The common thread that joins together the two issues I have spoken about today is this. How does the Church engage with contemporary society with the Good News of the Gospel, when clearly there are many who find the Good News less than good!

  • What is the good news for gay, lesbian bi-sexual and transgender people?

  • What might be the cost of discipleship look like in relation to my sexuality and how should that be exercised?

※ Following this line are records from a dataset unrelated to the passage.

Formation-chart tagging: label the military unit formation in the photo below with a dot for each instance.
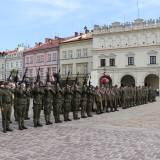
(76, 98)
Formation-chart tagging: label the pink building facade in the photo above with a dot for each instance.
(44, 56)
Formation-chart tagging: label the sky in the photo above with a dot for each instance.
(29, 21)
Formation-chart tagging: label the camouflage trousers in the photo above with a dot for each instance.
(5, 111)
(36, 114)
(66, 110)
(89, 108)
(83, 109)
(47, 112)
(21, 115)
(56, 111)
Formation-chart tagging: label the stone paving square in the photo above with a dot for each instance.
(131, 134)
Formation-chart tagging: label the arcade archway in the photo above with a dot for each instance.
(127, 80)
(108, 77)
(152, 80)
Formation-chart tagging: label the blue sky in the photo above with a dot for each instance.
(30, 21)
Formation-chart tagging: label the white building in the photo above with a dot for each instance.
(2, 66)
(128, 53)
(75, 55)
(11, 60)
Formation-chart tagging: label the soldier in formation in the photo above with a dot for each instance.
(75, 98)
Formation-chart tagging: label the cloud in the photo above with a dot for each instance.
(49, 11)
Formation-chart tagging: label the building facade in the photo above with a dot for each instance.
(44, 56)
(2, 66)
(75, 55)
(11, 60)
(128, 54)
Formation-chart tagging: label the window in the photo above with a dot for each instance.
(53, 69)
(21, 63)
(54, 56)
(70, 69)
(103, 62)
(16, 64)
(64, 54)
(64, 69)
(30, 72)
(130, 61)
(85, 52)
(27, 60)
(31, 60)
(112, 62)
(152, 59)
(49, 58)
(42, 58)
(78, 53)
(42, 72)
(38, 59)
(70, 54)
(85, 68)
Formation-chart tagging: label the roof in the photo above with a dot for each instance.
(41, 46)
(78, 38)
(11, 52)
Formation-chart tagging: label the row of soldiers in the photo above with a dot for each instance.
(62, 100)
(109, 99)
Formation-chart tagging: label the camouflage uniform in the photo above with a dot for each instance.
(48, 103)
(21, 106)
(98, 100)
(67, 102)
(84, 101)
(28, 103)
(58, 102)
(76, 102)
(90, 101)
(37, 94)
(6, 104)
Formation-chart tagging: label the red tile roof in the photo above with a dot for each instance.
(11, 52)
(78, 38)
(48, 45)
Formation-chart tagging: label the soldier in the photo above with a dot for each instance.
(58, 99)
(76, 97)
(67, 102)
(28, 92)
(98, 100)
(90, 100)
(15, 103)
(84, 99)
(21, 105)
(6, 104)
(37, 93)
(58, 103)
(48, 102)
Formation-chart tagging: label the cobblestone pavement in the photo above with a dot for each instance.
(131, 134)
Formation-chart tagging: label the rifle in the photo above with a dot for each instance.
(38, 76)
(9, 78)
(24, 76)
(76, 80)
(67, 78)
(48, 77)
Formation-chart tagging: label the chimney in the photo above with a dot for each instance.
(76, 34)
(38, 44)
(46, 40)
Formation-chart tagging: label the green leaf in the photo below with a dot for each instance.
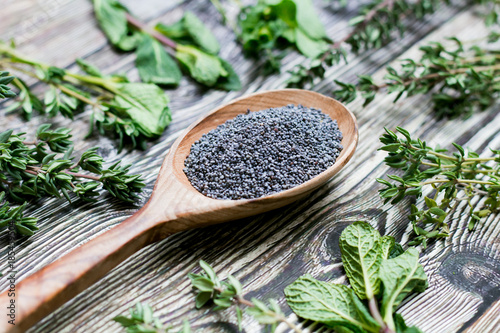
(329, 304)
(309, 47)
(401, 325)
(308, 21)
(437, 211)
(203, 67)
(200, 34)
(400, 276)
(112, 19)
(386, 245)
(362, 257)
(146, 104)
(231, 81)
(155, 65)
(192, 31)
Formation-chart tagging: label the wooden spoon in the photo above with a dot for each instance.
(174, 206)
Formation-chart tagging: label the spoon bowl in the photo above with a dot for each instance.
(175, 205)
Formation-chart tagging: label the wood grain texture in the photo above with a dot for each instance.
(44, 291)
(271, 250)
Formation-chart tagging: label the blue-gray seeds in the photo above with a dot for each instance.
(263, 152)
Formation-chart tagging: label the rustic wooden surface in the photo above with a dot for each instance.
(271, 250)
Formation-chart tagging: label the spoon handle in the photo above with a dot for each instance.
(43, 292)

When Christ calls a woman or man he bids them come and die Whether we are speaking of evangelisation or justice we must never forget the truth that Christian discipleship is a risky business. As Eugene Peterson said, the Gospel is free but it is never cheap. What will not cut the mustard in our world today is a low octane, low commitment easy believism driven solely by what St Paul called the wisdom of this world. There are lots of things we can squabble over but people find it very difficult to argue with whole-hearted commitment.

This weekend, I was really proud of you all and this great diocese and what you are doing. The Archbishop was gracious in his appreciation and encouragement of what we are trying to do, for he recognises that we are trying to work with the reality of whats going on around us. Our task is exciting, thrilling and highly risky. God, in Christ has shown His commitment to us in that, whilst we were sinners Christ died for us. Let us pray that our commitment to Him and His purposes will be robust.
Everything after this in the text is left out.